The Cupboard

The Cupboard

Summary

From the author of The Gustav Sonata

When Erica March composes herself to die in a cupboard, she knows that Ralph Pears will find her. For at the age of 87, she had told the young journalist the richly colourful story of her life as novelist, political activist and, above all, lover, from childhood in Suffolk, Paris between the wars, to oblivion in post-war London. At the end of Ralph's patient probings only one secret remains: the mystery inside one constant object in her life - her cupboard.

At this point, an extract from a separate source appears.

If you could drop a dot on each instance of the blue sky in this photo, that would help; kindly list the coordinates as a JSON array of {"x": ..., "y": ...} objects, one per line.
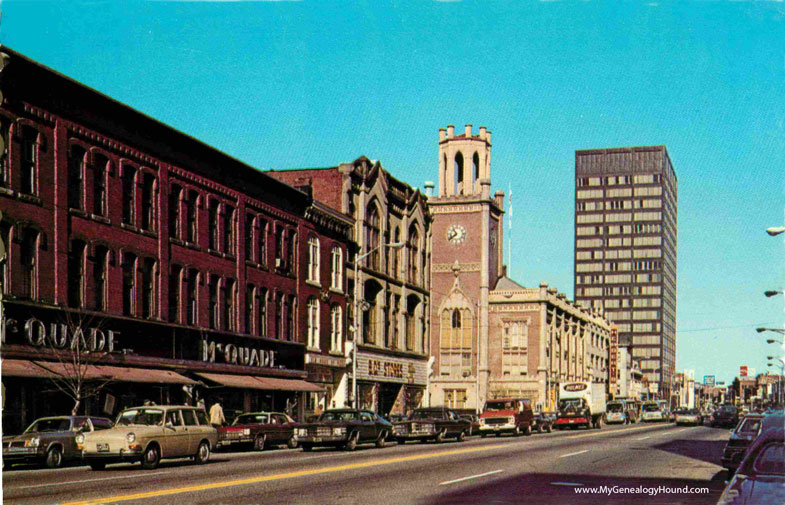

Over a million Rose Tremain books sold

‘A writer of exceptional talent ... Tremain is a writer who understands every emotion’ Independent I

‘There are few writers out there with the dexterity or emotional intelligence to rival that of the great Rose Tremain’ Irish Times

‘Tremain has the painterly genius of an Old Master, and she uses it to stunning effect’ The Times

'Rose Tremain is one of the very finest British novelists' Salman Rushdie

‘Tremain is a writer of exemplary vision and particularity. The fictional world is rendered with extraordinary vividness’ Marcel Theroux, Guardian

Reviews

  • This is a writer whose breadth of imagination and supple prose transcend the genre: she is one of the finest writers in English
    Daily Telegraph

About the author

Rose Tremain

Rose Tremain's novels and short stories have been published in thirty countries and have won many awards, including the Orange Prize (The Road Home), the Dylan Thomas Award (The Colonel's Daughter and Other Stories), the Whitbread Novel of the Year (Music & Silence) the James Tait Black Memorial Prize and the Prix Femina in France (Sacred Country) and the South Bank Sky Arts Award (The Gustav Sonata). Her most recent novel is Lily, a Richard and Judy Book Club selection. Rose Tremain was made a CBE in 2007 and a Dame in 2020. She lives in Norfolk and London with the biographer, Richard Holmes.